THE recent judgment in the court case between the Chamber of Mines and the Department of Mineral Resources (DMR) over the once-empowered, always-empowered principle again illustrates the need for thorough negotiation between industry and government, resulting in a detailed, definitive and consensus-driven regulatory framework.
While the majority judgment’s endorsement of the industry’s approach on historical empowerment deals is to be welcomed, unfortunately, the judgment necessarily leaves many questions unanswered, and creates even further uncertainty in pointing out how the DMR might be able to stipulate continuous empowerment requirements going forward, despite the court’s findings on how to interpret the Mining Charter. This is the unfortunate result of burdening courts of law with matters of policy.
By way of example of some of the difficult issues that the court had to grapple with, the court’s reasoning unfortunately raises serious questions about the legal status of the Mining Charter, the validity and enforceability of the 2010 Revised Mining Charter, and likewise the (now suspended) 2017 Reviewed Mining Charter. In essence, the Court argues that the Mining Charter is not legislation, and that the Minister had only one opportunity (in 2004) to develop the Mining Charter, without the ability to amend it later. However, the Court does make a formal ruling in this regard, as it was not asked to do so.

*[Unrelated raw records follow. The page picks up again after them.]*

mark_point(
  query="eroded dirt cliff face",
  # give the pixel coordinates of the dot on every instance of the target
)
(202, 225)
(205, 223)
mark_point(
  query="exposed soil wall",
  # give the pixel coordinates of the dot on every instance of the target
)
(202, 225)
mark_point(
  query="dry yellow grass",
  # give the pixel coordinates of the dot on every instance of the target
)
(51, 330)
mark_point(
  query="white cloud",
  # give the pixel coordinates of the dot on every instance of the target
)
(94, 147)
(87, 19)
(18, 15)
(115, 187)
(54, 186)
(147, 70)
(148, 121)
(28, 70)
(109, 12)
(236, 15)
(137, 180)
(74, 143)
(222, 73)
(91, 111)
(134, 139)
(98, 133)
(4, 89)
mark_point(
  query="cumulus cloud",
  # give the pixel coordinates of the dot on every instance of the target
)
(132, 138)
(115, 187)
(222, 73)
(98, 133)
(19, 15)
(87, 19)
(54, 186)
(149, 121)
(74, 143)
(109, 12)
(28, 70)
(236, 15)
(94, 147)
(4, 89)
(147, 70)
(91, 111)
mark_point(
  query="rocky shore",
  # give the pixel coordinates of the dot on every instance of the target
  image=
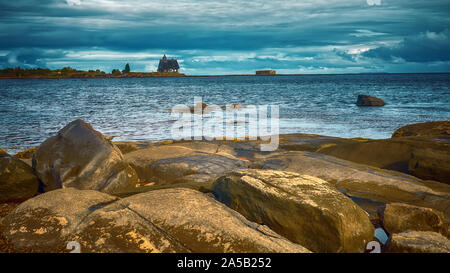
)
(314, 194)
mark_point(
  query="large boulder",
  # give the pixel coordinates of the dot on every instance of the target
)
(204, 225)
(426, 129)
(364, 100)
(192, 165)
(83, 158)
(418, 242)
(305, 209)
(173, 220)
(47, 222)
(425, 158)
(397, 218)
(17, 180)
(364, 184)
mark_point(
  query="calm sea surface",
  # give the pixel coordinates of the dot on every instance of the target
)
(136, 109)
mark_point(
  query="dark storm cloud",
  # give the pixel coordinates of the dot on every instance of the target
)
(226, 36)
(425, 47)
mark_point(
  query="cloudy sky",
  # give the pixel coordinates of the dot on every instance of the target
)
(228, 36)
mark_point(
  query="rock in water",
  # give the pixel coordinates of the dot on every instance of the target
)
(418, 242)
(397, 218)
(81, 157)
(3, 152)
(172, 220)
(361, 181)
(425, 129)
(17, 180)
(364, 100)
(425, 158)
(305, 209)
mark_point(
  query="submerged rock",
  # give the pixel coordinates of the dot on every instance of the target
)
(3, 152)
(397, 218)
(83, 158)
(305, 209)
(432, 129)
(418, 242)
(172, 220)
(364, 100)
(17, 180)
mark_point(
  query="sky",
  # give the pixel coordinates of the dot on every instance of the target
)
(228, 36)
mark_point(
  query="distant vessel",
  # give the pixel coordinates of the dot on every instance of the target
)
(266, 72)
(168, 65)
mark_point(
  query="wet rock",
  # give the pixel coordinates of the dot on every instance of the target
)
(81, 157)
(311, 142)
(397, 218)
(364, 100)
(432, 129)
(17, 180)
(130, 146)
(431, 164)
(297, 207)
(424, 158)
(175, 220)
(418, 242)
(361, 181)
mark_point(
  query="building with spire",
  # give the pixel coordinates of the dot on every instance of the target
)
(168, 65)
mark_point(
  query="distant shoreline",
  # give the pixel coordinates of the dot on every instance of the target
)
(180, 75)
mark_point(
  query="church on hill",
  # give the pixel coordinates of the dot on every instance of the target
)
(168, 65)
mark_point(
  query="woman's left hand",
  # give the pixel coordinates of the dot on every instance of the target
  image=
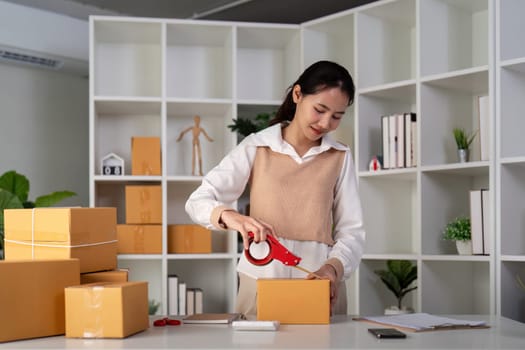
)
(328, 272)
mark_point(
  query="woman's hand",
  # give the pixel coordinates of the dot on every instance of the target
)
(244, 224)
(327, 272)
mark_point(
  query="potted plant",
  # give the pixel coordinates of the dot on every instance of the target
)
(458, 230)
(14, 192)
(398, 278)
(247, 126)
(463, 142)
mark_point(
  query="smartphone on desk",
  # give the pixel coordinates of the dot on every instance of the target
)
(385, 333)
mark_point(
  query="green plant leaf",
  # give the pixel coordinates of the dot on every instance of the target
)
(458, 229)
(15, 183)
(398, 277)
(53, 198)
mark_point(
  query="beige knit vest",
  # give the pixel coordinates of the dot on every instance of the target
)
(296, 199)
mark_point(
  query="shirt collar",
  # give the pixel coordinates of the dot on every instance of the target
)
(272, 137)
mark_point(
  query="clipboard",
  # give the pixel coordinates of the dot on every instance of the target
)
(423, 322)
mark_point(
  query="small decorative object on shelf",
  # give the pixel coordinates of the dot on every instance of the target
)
(196, 145)
(375, 164)
(153, 307)
(458, 230)
(463, 142)
(112, 164)
(398, 277)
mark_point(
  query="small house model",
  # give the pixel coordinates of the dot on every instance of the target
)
(112, 165)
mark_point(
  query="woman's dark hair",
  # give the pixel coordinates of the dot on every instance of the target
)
(319, 76)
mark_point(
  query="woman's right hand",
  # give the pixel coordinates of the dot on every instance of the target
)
(244, 224)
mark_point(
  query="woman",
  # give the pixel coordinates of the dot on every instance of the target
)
(302, 188)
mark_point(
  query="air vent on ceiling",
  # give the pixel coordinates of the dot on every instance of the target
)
(17, 57)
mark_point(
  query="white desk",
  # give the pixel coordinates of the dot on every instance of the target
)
(342, 333)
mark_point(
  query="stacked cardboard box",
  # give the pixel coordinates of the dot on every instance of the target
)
(50, 249)
(120, 275)
(293, 301)
(88, 234)
(145, 156)
(32, 297)
(142, 233)
(106, 310)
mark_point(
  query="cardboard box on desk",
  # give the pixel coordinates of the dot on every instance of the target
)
(188, 239)
(144, 204)
(293, 301)
(139, 239)
(88, 234)
(120, 275)
(32, 297)
(106, 310)
(145, 156)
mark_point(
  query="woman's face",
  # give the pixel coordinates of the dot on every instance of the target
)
(320, 113)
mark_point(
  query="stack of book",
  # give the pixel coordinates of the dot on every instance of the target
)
(183, 300)
(479, 221)
(399, 137)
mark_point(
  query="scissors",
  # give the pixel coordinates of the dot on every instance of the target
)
(275, 251)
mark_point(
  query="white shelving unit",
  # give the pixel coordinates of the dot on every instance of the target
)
(150, 77)
(431, 57)
(510, 156)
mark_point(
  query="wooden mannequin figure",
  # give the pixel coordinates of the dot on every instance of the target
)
(196, 145)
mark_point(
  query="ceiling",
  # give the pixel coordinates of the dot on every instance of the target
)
(274, 11)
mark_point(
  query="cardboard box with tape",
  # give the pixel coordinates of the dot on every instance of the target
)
(88, 234)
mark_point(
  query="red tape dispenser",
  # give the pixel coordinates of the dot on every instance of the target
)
(275, 251)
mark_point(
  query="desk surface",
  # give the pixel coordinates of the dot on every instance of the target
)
(342, 333)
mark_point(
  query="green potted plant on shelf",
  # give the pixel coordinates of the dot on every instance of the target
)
(398, 278)
(463, 142)
(458, 230)
(247, 126)
(14, 192)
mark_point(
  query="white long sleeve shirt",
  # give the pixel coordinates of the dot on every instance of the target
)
(225, 183)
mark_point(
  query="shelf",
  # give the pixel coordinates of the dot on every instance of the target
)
(386, 43)
(511, 26)
(127, 57)
(512, 82)
(474, 295)
(512, 207)
(429, 57)
(201, 54)
(275, 51)
(333, 38)
(453, 35)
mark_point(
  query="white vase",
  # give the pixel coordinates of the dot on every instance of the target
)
(463, 155)
(464, 247)
(394, 310)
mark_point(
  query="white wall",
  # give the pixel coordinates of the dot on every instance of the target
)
(43, 31)
(44, 130)
(44, 114)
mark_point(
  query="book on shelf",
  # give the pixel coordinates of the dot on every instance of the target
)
(218, 318)
(485, 206)
(398, 140)
(173, 295)
(198, 301)
(411, 139)
(484, 126)
(385, 143)
(392, 141)
(190, 301)
(182, 298)
(420, 322)
(479, 218)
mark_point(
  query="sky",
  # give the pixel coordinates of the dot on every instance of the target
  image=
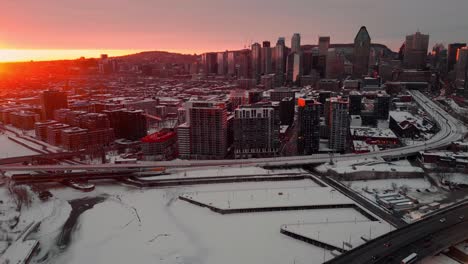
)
(56, 28)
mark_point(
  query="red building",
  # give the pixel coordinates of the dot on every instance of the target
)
(160, 145)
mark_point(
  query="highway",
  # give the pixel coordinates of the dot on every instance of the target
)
(425, 238)
(451, 130)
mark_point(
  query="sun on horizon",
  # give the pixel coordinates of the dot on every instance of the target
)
(21, 55)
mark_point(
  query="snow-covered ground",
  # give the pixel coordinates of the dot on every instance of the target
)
(416, 188)
(50, 216)
(374, 165)
(13, 149)
(267, 198)
(153, 226)
(345, 235)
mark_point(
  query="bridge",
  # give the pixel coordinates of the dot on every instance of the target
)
(427, 237)
(451, 130)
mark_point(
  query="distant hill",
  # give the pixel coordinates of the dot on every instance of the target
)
(158, 56)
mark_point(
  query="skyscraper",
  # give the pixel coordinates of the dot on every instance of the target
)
(222, 63)
(415, 52)
(382, 106)
(209, 62)
(232, 61)
(461, 66)
(452, 54)
(266, 66)
(355, 103)
(208, 130)
(52, 100)
(256, 132)
(362, 43)
(279, 61)
(296, 43)
(256, 61)
(324, 44)
(308, 138)
(294, 67)
(334, 64)
(244, 64)
(338, 123)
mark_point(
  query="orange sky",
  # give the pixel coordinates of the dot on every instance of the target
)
(67, 29)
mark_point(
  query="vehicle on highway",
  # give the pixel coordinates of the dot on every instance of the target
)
(411, 258)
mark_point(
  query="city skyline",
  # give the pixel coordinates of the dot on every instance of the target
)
(72, 30)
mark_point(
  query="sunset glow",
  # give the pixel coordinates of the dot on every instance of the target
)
(14, 55)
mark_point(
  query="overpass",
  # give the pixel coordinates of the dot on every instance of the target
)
(425, 238)
(451, 130)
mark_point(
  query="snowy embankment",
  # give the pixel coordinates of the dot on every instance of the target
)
(372, 165)
(18, 226)
(153, 225)
(12, 149)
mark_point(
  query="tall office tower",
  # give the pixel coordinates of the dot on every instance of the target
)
(334, 64)
(281, 41)
(128, 124)
(415, 52)
(52, 100)
(308, 137)
(307, 62)
(222, 63)
(208, 130)
(296, 43)
(244, 64)
(294, 68)
(362, 43)
(256, 132)
(232, 62)
(324, 44)
(452, 55)
(382, 105)
(279, 61)
(355, 103)
(256, 61)
(286, 111)
(266, 66)
(462, 63)
(338, 123)
(209, 63)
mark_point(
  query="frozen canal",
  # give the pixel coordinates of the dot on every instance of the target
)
(153, 226)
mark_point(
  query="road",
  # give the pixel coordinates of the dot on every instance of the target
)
(451, 130)
(425, 238)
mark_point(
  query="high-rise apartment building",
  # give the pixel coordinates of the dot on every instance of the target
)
(382, 105)
(222, 63)
(337, 109)
(362, 43)
(256, 61)
(208, 130)
(308, 138)
(266, 66)
(355, 103)
(209, 63)
(296, 43)
(324, 44)
(52, 100)
(452, 55)
(279, 61)
(256, 132)
(415, 52)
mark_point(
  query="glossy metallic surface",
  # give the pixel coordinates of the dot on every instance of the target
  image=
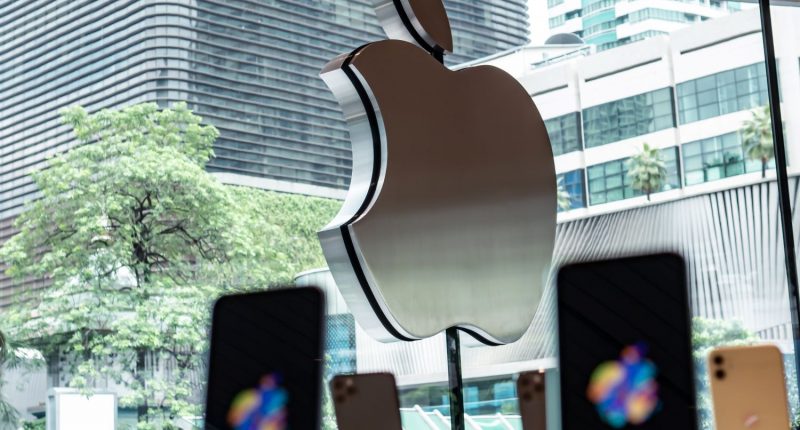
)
(450, 220)
(422, 22)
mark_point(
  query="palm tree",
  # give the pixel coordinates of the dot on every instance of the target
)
(564, 199)
(647, 170)
(757, 137)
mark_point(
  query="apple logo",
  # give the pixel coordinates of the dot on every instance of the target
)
(625, 390)
(451, 213)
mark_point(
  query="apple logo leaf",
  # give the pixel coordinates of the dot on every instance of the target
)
(451, 213)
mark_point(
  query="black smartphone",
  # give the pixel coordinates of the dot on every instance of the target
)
(625, 345)
(265, 363)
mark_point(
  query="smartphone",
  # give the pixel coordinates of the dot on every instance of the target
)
(366, 402)
(532, 404)
(265, 363)
(748, 388)
(625, 345)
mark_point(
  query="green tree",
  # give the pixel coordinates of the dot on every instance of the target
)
(14, 356)
(647, 170)
(757, 137)
(137, 239)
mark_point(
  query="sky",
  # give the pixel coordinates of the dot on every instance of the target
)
(537, 10)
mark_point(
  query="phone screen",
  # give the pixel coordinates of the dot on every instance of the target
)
(625, 346)
(265, 361)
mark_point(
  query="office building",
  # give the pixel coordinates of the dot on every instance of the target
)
(249, 67)
(610, 23)
(686, 95)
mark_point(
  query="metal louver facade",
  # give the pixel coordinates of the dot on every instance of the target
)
(249, 67)
(731, 240)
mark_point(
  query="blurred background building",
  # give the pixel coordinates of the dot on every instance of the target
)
(610, 23)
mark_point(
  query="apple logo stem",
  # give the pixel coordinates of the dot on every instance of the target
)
(449, 221)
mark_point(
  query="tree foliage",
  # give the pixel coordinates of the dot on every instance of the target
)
(647, 170)
(137, 239)
(757, 137)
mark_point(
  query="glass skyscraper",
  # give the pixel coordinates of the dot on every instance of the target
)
(249, 67)
(610, 23)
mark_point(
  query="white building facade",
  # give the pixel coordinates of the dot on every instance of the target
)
(687, 94)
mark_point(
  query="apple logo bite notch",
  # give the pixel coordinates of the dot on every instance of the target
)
(450, 216)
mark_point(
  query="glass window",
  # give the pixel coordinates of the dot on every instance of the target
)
(722, 93)
(629, 117)
(565, 133)
(716, 158)
(572, 183)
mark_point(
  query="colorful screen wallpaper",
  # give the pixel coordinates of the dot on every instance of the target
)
(260, 408)
(625, 391)
(624, 346)
(265, 370)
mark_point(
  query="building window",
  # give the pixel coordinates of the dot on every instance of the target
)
(629, 117)
(572, 183)
(609, 182)
(716, 158)
(557, 21)
(722, 93)
(565, 133)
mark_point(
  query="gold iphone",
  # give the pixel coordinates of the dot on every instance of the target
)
(532, 405)
(366, 402)
(748, 388)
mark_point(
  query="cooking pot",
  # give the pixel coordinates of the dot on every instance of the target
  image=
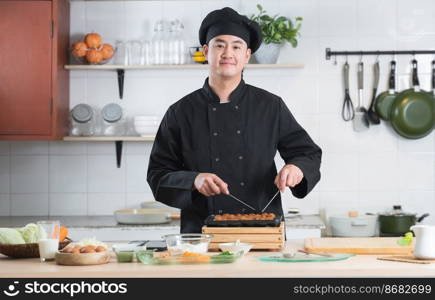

Similarly, the court finds that the Mining Charter does not require continuous ‘topping up’ of empowerment credentials, but then speculates (without making a binding ruling) that it might be possible for the DMR to stipulate such a requirement in the terms and conditions of the mining right itself. Two further questions which would necessarily follow, but which the court did not deem necessary to consider in detail, would be whether continuous empowerment requirements would be competent under the MPRDA itself, and whether it would be constitutional. This is not to mention the plethora of practical and commercial uncertainties it would cause, especially in cases where it may be difficult to find willing and able empowerment partners or to arrange suitable financing for a further transaction.
The fact is that litigation is an extremely unsuitable method for trying to regulate an industry: strategic considerations will limit the issues that parties are willing to place before the courts, while principles such as judicial restraint, separation of powers and precedent will limit whether and how the courts are willing or able to rule on important issues. The unfortunate result is that the mining companies and investors remain mired in the dark as to how these issues will play out in future.
For these reasons, it is crucial that not only the Mining Charter, but the entire scheme of regulating the mining industry be properly negotiated between the mining industry and the DMR. There is a pressing need for clarity regarding the legislative status of various documents, including the Mining Charter, as well as the hard limits of the DMR’s powers in imposing terms and conditions in mining rights.
In this context, the feedback from Minister Gwede Mantashe regarding the significant progress that is being made in developing a revised Charter is especially welcome. Indeed, the media has reported the Minister indicating that “80%” of the talks on the revised Charter had been completed and, importantly in the context of this particular judgment, indicated that the Department was not planning on appealing the judgment.
That said, there is much to talk about and hopefully the speed with which this progress is being made is not occurring at the expense of a thorough consideration and ventilation of the vital matters involved.